Garlic plants are one of the more heralded vegetables in the home garden. Garlic is simple and easy to grow. Anybody, make that everybody can learn how to grow garlic plants, too.
Plant cloves in the fall, and you will harvest garlic bulbs in late spring to early summer. Did you miss the fall planting? That’s okay. Plant some bulbs, as early in the spring as the garden can be worked. Homegrown, freshly harvested bulbs are much stronger than those found in stores. It can be cooked and eaten by itself as delicious food.
These plants grow in just about any slightly rich soil. Also, the plants thrive in a partly to mostly sunny location. And, the plants take up very little space, too. Is your garden space-constrained? No problem! These plants can even be grown amidst your flower or herb garden.
Garlic is most commonly used as a spice or herb. The robust flavor of garlic lends to its use in countless recipes around the world. Perhaps it is best known for its use in Italian, Chinese, and Oriental cooking. Its roots trace back to Central Asia. You’re going to just love its versatility. Garlic does not stake its claim to fame on cooking alone. First, it is widely used in organic gardening. The bulb’s strong odor is a natural repellent to many insect pests. Second, garlic has medicinal qualities. In addition, according to many people, garlic has the power to ward off demons and vampires.
Since ancient times, Garlic has been hailed for its medicinal value. It was used to treat a wide variety of ails. Current research shows that it aids in lowering cholesterol, reducing cardiovascular disease, and even cancer prevention. Furthermore, some studies suggest it helps to relieve cold and flu symptoms.
Did you know? We all have fears. There are so many phobias, that psychologists can hardly keep track of them all. Just so you are well informed, Alliumphobia is the fear of garlic.

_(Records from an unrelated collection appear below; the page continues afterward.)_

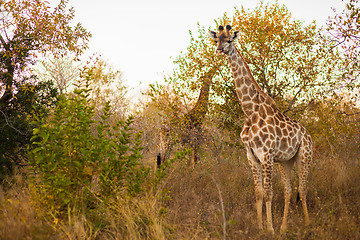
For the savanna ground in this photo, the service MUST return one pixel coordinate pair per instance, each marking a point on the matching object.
(213, 201)
(83, 171)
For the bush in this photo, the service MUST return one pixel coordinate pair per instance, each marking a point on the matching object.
(75, 159)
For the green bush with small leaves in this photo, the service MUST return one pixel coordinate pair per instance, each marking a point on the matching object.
(76, 160)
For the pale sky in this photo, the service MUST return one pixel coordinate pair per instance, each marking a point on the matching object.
(139, 37)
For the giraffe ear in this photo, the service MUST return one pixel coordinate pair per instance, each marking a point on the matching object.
(235, 35)
(213, 34)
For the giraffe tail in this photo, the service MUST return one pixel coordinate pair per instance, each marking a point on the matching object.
(298, 199)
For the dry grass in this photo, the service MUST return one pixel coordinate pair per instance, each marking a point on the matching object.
(213, 201)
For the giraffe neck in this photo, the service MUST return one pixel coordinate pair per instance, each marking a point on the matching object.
(199, 111)
(250, 94)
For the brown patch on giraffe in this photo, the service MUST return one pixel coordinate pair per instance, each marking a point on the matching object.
(244, 71)
(254, 129)
(270, 121)
(238, 81)
(254, 118)
(269, 110)
(285, 132)
(244, 91)
(247, 81)
(271, 129)
(283, 144)
(257, 142)
(263, 136)
(278, 131)
(277, 122)
(261, 123)
(247, 107)
(252, 91)
(246, 98)
(262, 112)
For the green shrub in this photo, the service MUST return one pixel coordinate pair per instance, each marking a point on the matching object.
(76, 160)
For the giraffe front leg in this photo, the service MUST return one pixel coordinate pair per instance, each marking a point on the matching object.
(267, 167)
(257, 174)
(285, 170)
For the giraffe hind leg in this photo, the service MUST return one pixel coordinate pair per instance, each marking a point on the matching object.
(304, 161)
(285, 170)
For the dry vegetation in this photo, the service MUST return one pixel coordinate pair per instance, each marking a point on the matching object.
(213, 201)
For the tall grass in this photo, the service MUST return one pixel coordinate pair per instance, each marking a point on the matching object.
(213, 201)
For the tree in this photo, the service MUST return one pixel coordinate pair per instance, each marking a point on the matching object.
(72, 148)
(343, 33)
(61, 70)
(286, 57)
(29, 28)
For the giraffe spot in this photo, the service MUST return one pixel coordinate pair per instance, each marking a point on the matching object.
(263, 136)
(283, 144)
(254, 118)
(246, 98)
(247, 107)
(245, 72)
(252, 91)
(279, 116)
(270, 121)
(291, 134)
(262, 98)
(257, 141)
(261, 123)
(276, 120)
(238, 82)
(254, 129)
(247, 81)
(285, 132)
(268, 143)
(271, 129)
(264, 130)
(269, 110)
(262, 112)
(244, 90)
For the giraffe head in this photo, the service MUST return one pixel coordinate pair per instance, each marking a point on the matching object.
(224, 40)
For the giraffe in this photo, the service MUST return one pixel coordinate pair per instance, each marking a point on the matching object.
(268, 134)
(191, 132)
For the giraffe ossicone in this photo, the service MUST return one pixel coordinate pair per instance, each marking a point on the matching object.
(268, 134)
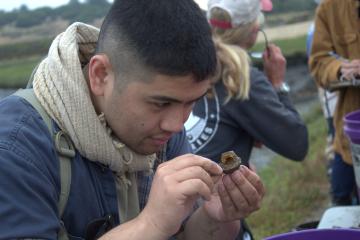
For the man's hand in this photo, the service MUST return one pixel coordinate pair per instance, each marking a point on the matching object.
(176, 186)
(237, 195)
(350, 69)
(274, 65)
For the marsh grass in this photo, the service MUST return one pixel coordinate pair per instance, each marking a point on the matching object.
(297, 192)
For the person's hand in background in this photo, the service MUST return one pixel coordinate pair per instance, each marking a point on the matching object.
(274, 65)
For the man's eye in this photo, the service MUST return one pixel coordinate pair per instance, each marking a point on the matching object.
(161, 104)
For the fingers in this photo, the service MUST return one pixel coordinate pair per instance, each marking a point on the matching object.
(241, 192)
(254, 180)
(194, 188)
(194, 172)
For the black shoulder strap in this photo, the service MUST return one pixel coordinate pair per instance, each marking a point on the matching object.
(65, 150)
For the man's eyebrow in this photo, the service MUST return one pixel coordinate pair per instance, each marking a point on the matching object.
(171, 99)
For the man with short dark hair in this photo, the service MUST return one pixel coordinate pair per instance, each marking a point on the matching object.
(122, 97)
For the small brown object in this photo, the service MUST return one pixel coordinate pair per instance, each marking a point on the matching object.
(229, 162)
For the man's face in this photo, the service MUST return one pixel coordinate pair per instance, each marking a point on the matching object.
(144, 115)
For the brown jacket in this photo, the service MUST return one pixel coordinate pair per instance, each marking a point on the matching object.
(337, 29)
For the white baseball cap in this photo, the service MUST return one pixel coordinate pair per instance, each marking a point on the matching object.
(241, 11)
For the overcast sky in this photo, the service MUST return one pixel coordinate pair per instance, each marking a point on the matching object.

There are several varieties of garlic:
Sicilian Softneck – this variety is ideal for braiding. It produces creamy white cloves, with a mild to moderate flavor.
California Softneck – Large, plump cloves are creamy-white and bursting with flavor.
German Red – This is a strong and spicy, full-bodied garlic. The cloves are large and satin white, with purple heads. As a matter of fact, many people consider this the true garlic flavor.
Elephant Garlic – Slightly milder in taste, with a much larger bulb. One clove can be 2 1/2″ – 3″ long. Elephant garlic is not only good for spicing up food but can be cooked by itself. Cooked or grilled, it takes on a very mild taste. Eat it by itself or spread it on a piece of Italian bread.
The plant’s “root” forms a bulb, comprising several segments, called cloves. Separate the cloves, and plant them in the fall for a spring crop. Space cloves 4″ to 6″ apart, in rows 8″ to 10″ apart.
They will begin to grow and take root until snow covers the ground. It is okay, if the plants grow a few inches above the ground, before the onset of winter weather. Then, in the spring they will start growing again and will be harvestable in late spring to early summer.
If you missed planting garlic in the Fall, plant them in the spring, as soon as the ground can be worked. You will still get a good crop, just not as big, or as early, as those planted in the fall.
Add a general-purpose fertilizer, in the fall, and once a month during the growing season.
Keep the patch weeded.
Keep the soil moist. Garlic plants will not tell you when they are thirsty. So, make sure to water regularly, especially as dry weather arrives.
Ideal soil pH; 5.5 – 7.5. Ideal Soil pH for Vegetables.
Soil Temperatures – Ideal germination temperature by vegetable
The plants are resistant to most pests. Its odor wards off many insects.
On occasion, root maggots can be a problem, attacking the bulbs.
Tip: Try planting garlic near your roses, to ward off aphids and Japanese Beetles.
Garlic is among the hardiest of plants. It is resistant to cold. It goes dormant over the winter like winter wheat or lawns but does not die. Then, once spring arrives, it begins to grow with the first warm days of late winter or early spring. Frost, freezes, and even snow does not harm the plants.